Physics: Science of swings

This week the kids set out to understand what a swing is by building them out of K'nex and Legos. Once we had a few models to compare, we were able to consider what sorts of changes we could make to the design to affect the swing's period, the time it takes to swing back and forth. The kids came up with a few different variables: the mass of the swing, the length of the swing, and the height or angle at which you start the swing. Next week, we plan to test these variables in the field, on actual swings. Weather-permitting, we'll visit a playground and see which of these variables affects a swing's period the most.
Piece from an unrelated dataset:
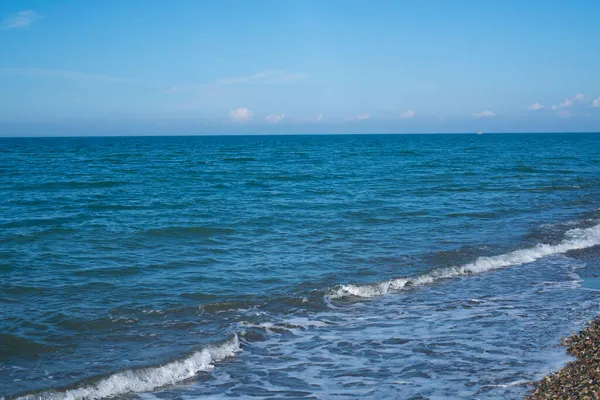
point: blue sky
(285, 66)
Biology: Chip off the old block

This week the kids carried out a simulation in which they flipped coins to see which genes they would pass on to their offspring, the offspring being different kinds of smiley faces. In this simulation, each parent was heterozygous for the 12 traits carried by smiley faces. Despite the fact the parents all shared the same genotype, the offspring displayed a wide range of variation. We discussed the importance of chance and how the number of potential combinations grows as the number of traits or more accurately, chromosomes increase.

Thursday, March 4, 2010

General Science: Which chip is the greasiest?
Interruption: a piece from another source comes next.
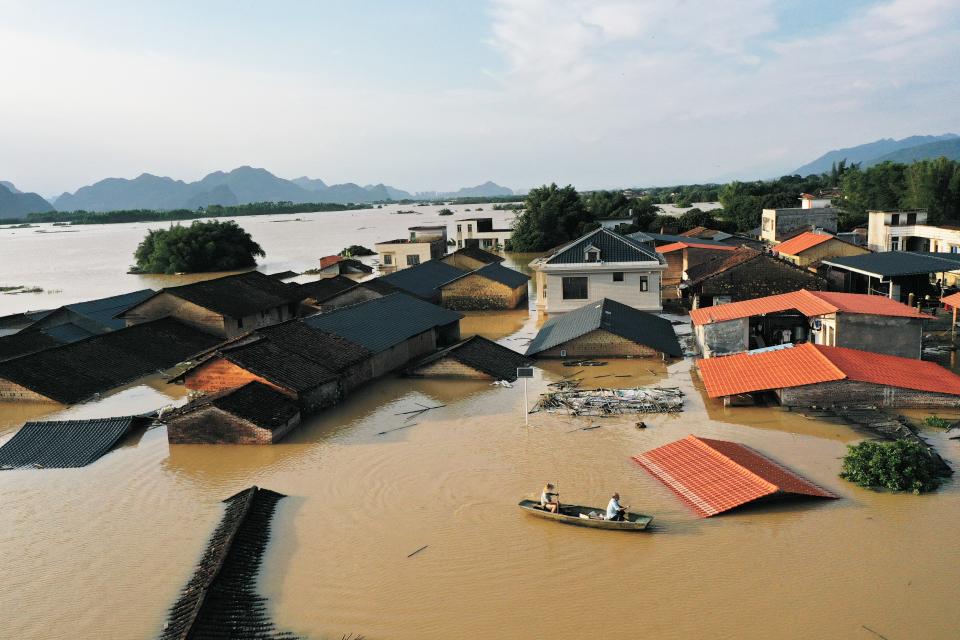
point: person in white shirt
(614, 510)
Purim is over, and like many of you my house is filled to capacity with chips, candy, chocolate, and other junk. As I sorted through all the snacks I couldn't help but wonder...which potato chip is the greasiest and more importantly, how can I be sure?

Today the kids helped me with these questions by carrying out 3 tests. The first 2 were a touch and a taste test in which the kids rated the chips on a scale from 1-5, with 5 being the greasiest. Then the kids performed a more quantitative test where they crushed 3 grams of each chip on a piece of graph paper and then compared the different oil stains. Some kids decided to weigh the paper before and after smashing the chips, some compared how translucent the paper became, and others did their best to count the squares.

Then we tested our TESTS. We read the nutritional information on the wrappers and reviewed our data to see which test was actually the best. Surprisingly the touch test was the most accurate. The kids concluded that the oil stain test could have been improved by controlling how people crush the chips and for how long.

FYI Osem Chipsy Chips contains more fat than Herr's Ketchup Chips or Pringles (sour cream and onion).

Tuesday, March 2, 2010

Physics: Build a motor

As you may remember, a while back the kids magnetized an iron nail by wrapping it in many loops of wire and attaching the ends of the wire to a battery. This week the kids expanded on this principle to build a motor. Once again they made a coil of wire and inserted it into a circuit by resting it on 2 metal struts attached to a battery. Then they placed a small round magnet on top of the battery. The electro- magnet (the loops of wire connected to the battery) and the regular magnet exerted magnetic pulls and pushes on each other so that the coil rocked back and forth.

To make it spin, we had to get creative...the kids put white out on the tops of the wire where the coil made contact with the metal struts. Doing this broke the circuit half the time. What did this do? When the circuit was closed, the coil became magnetic, which gave it an initial push away from the other magnet. As the coil made half a turn, the circuit turned off, and the momentum kept it spinning, bringing the coil full circle.

In a perfect world, the coil would continue spinning until the battery ran out, but alas, we don't live in a perfect world. Besides gravity and electromagnetic forces, the kids had to contend with the most challenging force of all....FRICTION. The need to reduce friction explains why this activity took an hour, and not 5 minutes, and why by the time they got home, the motor may have stopped working.